Se la necessità può in sede pandemica giustificare la compressione o la soppressione di alcuni diritti fondamentali, allora anche fuori dalla sede pandemica essa può essere adottata come criterio ugualmente giustificativo, perfino per giustificare quelle fenomenologie che molti cattolici, oggi divenuti empiristi e piegatisi alla conveniente ideologia del pandemisticamente corretto, un tempo hanno criticato.

Se la necessità oggi giustifica il Green pass e la soppressione del diritto al lavoro di chi ne è sprovvisto, allora la stessa necessità, ben più emergenzialmente motivata, può giustificare il ricorso all’aborto, per esempio per salvare la vita della gestante anche se ciò comporta la soppressione del diritto alla vita del nascituro, o il ricorso al matrimonio egualitario, per esempio per garantire i diritti successori al partner dello stesso sesso in articulo mortis, o il ricorso all’eutanasia, per evitare il prosieguo delle terribili sofferenze del paziente che ne fa richiesta. Il principio di necessità, insomma, o viene riconosciuto sempre nella sua validità ed efficacia o non può essere adottato dai cattolici empiristi soltanto per il caso della pandemia senza apparire del tutto arbitraria una tale applicazione selettiva del medesimo.

In secondo luogo: sorprende che cattolici empiristi siano diventati anche molti di coloro che sono sempre stati cattolici cosiddetti pro-life. Infatti, i cattolici pro-life che sostengono il Green pass e che, con tutta evidenza, si sono arresi all’emergenzialismo pandemista di origine immanentista hanno perso di vista la costitutiva trascendenza del diritto che trova nella persona e nella indisponibilità dei diritti naturali ad essa pertinenti il limite invalicabile dell’azione politica, anche se emergenzialmente motivata. Se così non fosse, i casi sono due: o le loro battaglie pro-life non sono mai state autenticamente fondate su una genuina concezione dell’uomo alla luce del diritto naturale come insegna la Chiesa e sono sempre state una grande visione strabica dei temi bioetici che hanno di volta in volta affrontato, o le loro battaglie pro-life sono sempre state condotte per un tornaconto personale o, peggio, in chiave sterilmente ideologica più che autenticamente etica.
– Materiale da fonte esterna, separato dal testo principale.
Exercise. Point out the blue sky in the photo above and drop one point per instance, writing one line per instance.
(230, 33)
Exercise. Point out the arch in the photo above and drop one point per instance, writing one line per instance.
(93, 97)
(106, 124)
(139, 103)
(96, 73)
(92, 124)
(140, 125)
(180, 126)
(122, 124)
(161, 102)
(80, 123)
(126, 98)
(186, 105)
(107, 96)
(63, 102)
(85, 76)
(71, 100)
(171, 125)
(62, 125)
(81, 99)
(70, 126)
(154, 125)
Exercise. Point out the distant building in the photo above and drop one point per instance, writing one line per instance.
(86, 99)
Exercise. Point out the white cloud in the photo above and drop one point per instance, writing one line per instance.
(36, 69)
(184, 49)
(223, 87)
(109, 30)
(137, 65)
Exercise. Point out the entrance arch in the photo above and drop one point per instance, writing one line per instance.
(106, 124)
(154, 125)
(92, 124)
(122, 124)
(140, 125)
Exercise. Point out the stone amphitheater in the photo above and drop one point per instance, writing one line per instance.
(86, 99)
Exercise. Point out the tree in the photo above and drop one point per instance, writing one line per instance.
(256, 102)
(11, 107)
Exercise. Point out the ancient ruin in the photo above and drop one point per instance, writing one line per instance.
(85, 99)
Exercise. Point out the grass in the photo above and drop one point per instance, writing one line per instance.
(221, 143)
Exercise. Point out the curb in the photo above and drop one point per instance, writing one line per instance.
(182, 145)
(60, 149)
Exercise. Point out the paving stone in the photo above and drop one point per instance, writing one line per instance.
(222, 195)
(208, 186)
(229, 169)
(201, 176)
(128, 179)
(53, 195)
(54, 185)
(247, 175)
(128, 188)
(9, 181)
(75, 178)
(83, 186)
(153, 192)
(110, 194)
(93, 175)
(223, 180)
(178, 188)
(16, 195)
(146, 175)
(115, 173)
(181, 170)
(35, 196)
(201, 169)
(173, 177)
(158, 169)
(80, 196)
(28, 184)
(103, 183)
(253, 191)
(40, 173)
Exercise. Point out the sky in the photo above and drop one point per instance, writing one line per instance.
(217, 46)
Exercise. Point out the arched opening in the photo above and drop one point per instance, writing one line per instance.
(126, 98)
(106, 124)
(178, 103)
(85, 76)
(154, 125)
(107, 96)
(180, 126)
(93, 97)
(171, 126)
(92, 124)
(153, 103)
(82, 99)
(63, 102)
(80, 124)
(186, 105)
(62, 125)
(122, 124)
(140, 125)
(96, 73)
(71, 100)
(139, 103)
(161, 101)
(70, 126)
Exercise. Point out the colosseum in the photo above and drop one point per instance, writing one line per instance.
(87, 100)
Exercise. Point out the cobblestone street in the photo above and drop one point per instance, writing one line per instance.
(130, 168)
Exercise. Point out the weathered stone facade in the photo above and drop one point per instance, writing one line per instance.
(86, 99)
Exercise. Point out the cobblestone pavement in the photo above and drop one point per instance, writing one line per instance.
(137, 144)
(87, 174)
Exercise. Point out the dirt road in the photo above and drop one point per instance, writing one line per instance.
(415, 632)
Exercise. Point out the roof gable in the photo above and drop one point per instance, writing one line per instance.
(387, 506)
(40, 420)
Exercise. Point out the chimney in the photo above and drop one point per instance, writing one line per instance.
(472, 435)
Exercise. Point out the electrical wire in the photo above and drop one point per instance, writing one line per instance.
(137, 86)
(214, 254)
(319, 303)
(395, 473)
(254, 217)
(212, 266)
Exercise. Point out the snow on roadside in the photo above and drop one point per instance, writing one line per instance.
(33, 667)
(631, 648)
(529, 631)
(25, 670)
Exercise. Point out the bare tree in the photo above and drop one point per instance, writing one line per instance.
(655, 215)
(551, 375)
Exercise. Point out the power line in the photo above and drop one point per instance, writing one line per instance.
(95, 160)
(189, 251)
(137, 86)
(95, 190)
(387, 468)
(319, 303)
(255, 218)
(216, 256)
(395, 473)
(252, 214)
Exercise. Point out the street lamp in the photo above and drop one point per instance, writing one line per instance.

In terzo luogo: i cattolici empiristi, come visto diffusisi a macchia d’olio anche all’interno della vasta galassia pro-life, sono tali in quanto sottomettono il diritto al fatto, trascurando la circostanza non secondaria per cui, invece, dovrebbe essere l’esatto contrario, poiché il diritto è sempre superiore al fatto, essendo infatti questo secondo disciplinato dal primo e non il contrario secondo la più genuina prudenza giuridica e l’antica sapienza classica per la quale, infatti, vige il principio da mihi factum dabo tibi ius.

Se così non fosse, qualunque istanza fattualmente o sociologicamente determinata potrebbe e dovrebbe assurgere al rango di fenomenologia giuridica espressamente giustificata o giustificabile, come, per esempio, non a caso ritengono i sostenitori del Ddl Zan che proprio su questa base giustificativa socio-empirica mirano alla legalizzazione del matrimonio egualitario, alla legalizzazione della stepchild adoption e alla depenalizzazione della maternità surrogata.

In conclusione: i cattolici empiristi che giustificano sulla base della necessità il Green pass devono decidere se rinunciare alle proprie erronee premesse etiche e teoretiche e ammettere che il Green pass non può essere giustificato neanche empiricamente, o ammettere che se il Green pass può essere empiricamente giustificato in virtù del principio di necessità, quest’ultimo è del tutto sufficiente per giustificare anche tutto ciò che Green pass e cattolico non è. I cattolici empiristi, insomma, devono dimostrare coerenza non soltanto con la ragione e con la propria stessa cattolicità ma, cosa ben più difficile per loro a causa delle evidenti contraddizioni, coerenza con se stessi e con le proprie strampalate convinzioni.